Querying an APIΒΆ
While defining handlers that serve an API has a lot to it, querying an API is simpler: we do not care about what happens inside the webserver, we just need to know how to talk to it and get a response back. Except that we usually have to write the querying functions by hand because the structure of the API isn’t a first class citizen and can’t be inspected to generate a bunch of client-side functions.
servant however has a way to inspect APIs, because APIs are just Haskell types and (GHC) Haskell lets us do quite a few things with types.
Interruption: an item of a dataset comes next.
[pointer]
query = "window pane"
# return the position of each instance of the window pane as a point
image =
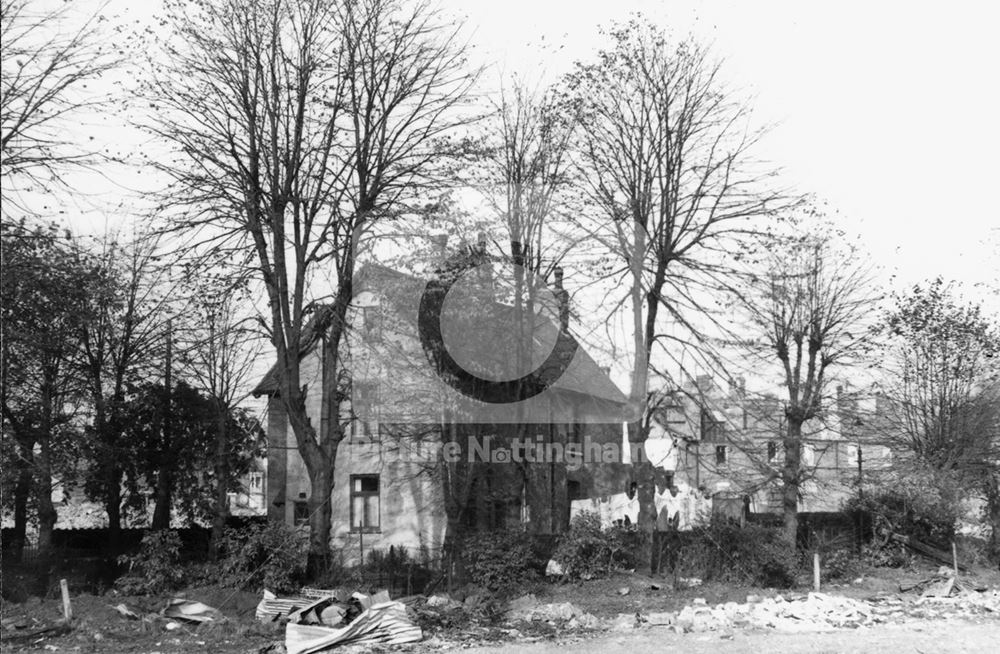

In the same way that we look at an API type to deduce the types the handlers should have, we can inspect the structure of the API to derive Haskell functions that take one argument for each occurence of Capture
, ReqBody
, QueryParam
and friends. By derive, we mean that there’s no code generation involved, the functions are defined just by the structure of the API type.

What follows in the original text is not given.